Mtbr welcomes mountain bike legend Jeff Lenosky to the staff with this, the first of his monthly how-to columns designed to make you a better rider. The long-time Giant Bicycle and Mavic-sponsored pro is best known for trials riding, but also races enduro, and his urban freeride segments in the New World Disorder mountain bike films are legendary. Although Jeff’s skills are superhuman—he broke the world record for highest bunny hop at 45-inches—his down-to-earth demeanor, friendly personality, and ability to break down and describe his moves make him a great teacher as well.
Lenosky used the photo burst mode on his GoPro to help break down this trail riding technique.
If you spend enough time riding off road you’ll inevitably come across an obstacle such as a rock or log that needs to be hopped. The most effective way I’ve found to accomplish this on a mountain bike is by doing a move I call a “front touch” or a “punch.”
The reason this technique works best is because you don’t need a lot of speed, which is great if the obstacle is on an uphill or out of a turn, and you can do it with your seat at its full height. With a little practice you’ll be able to impress your friends and ride your favorite trails smoother and safer. Here’s a few things to keep in mind before practicing this or other skills, most technical moves should be done with your pedals level, one foot will always feel more natural leading, I call this my “strong” foot. I refer to my trailing foot as my “weak” foot.

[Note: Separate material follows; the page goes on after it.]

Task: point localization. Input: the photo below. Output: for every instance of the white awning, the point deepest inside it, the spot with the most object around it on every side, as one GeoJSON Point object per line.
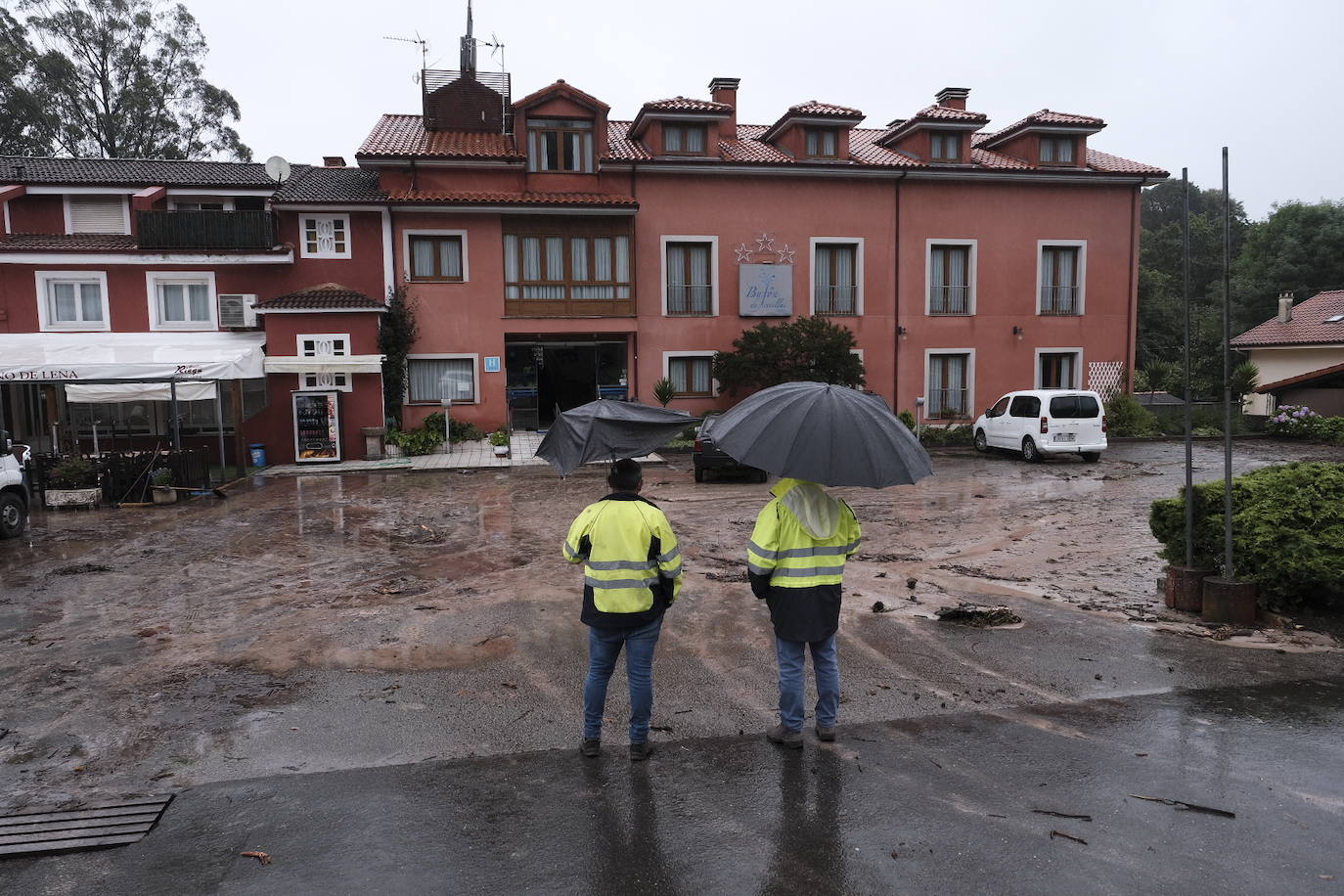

TIP: If you’re not comfortable using a log to learn this skill, start with a small stick, or piece of packing Styrofoam until you get confident with the technique.
Step 1 – The Approach
Approach the obstacle in the standing position at a medium pace and as perpendicular to it as possible. Your body should be positioned towards the front of your bike with your chest crouched into the handlebars.
Step 2 – Front Wheel Lift
Time out your pedal strokes so that when you are about a bike-length away, your strong foot is coming around and you can use that power to lift your front wheel off the ground. Visualize a spot just below the top of the obstacle to place your front wheel.
Step 3 – Spring Forward
This picture shows the critical point of the move where you apply weight the front wheel, and as it crests the obstacle you begin to spring your body upward and forward as you finish your pedal stroke stopping when they are level.
Step 4 – Forward Lunge
Once you’ve initiated the forward lunge with your body, use your arms and wrists to lift and push the bike forward by extending your arms. This motion is similar to how you would raise your arms straight in front of you to stretch an exercise band anchored to the ground. By getting your bike up and out in front of you it will put the seat in your chest instead of under your butt, giving a lot more room to move around.
Step 5 – Bring the Rear Through
Spot a location on the top of the obstacle to place your rear wheel as your front tire touches down on the flat ground. If the obstacle is two feet tall or more you’ll want to keep your weight further back so that you manual over the top and your front wheel can stay high. If you’re new to this, however, start with a much lower obstacle until you get the hang of it.
Step 6 – Pedal On
Once mastered, the punch makes riding over obstacles more fluid and fun.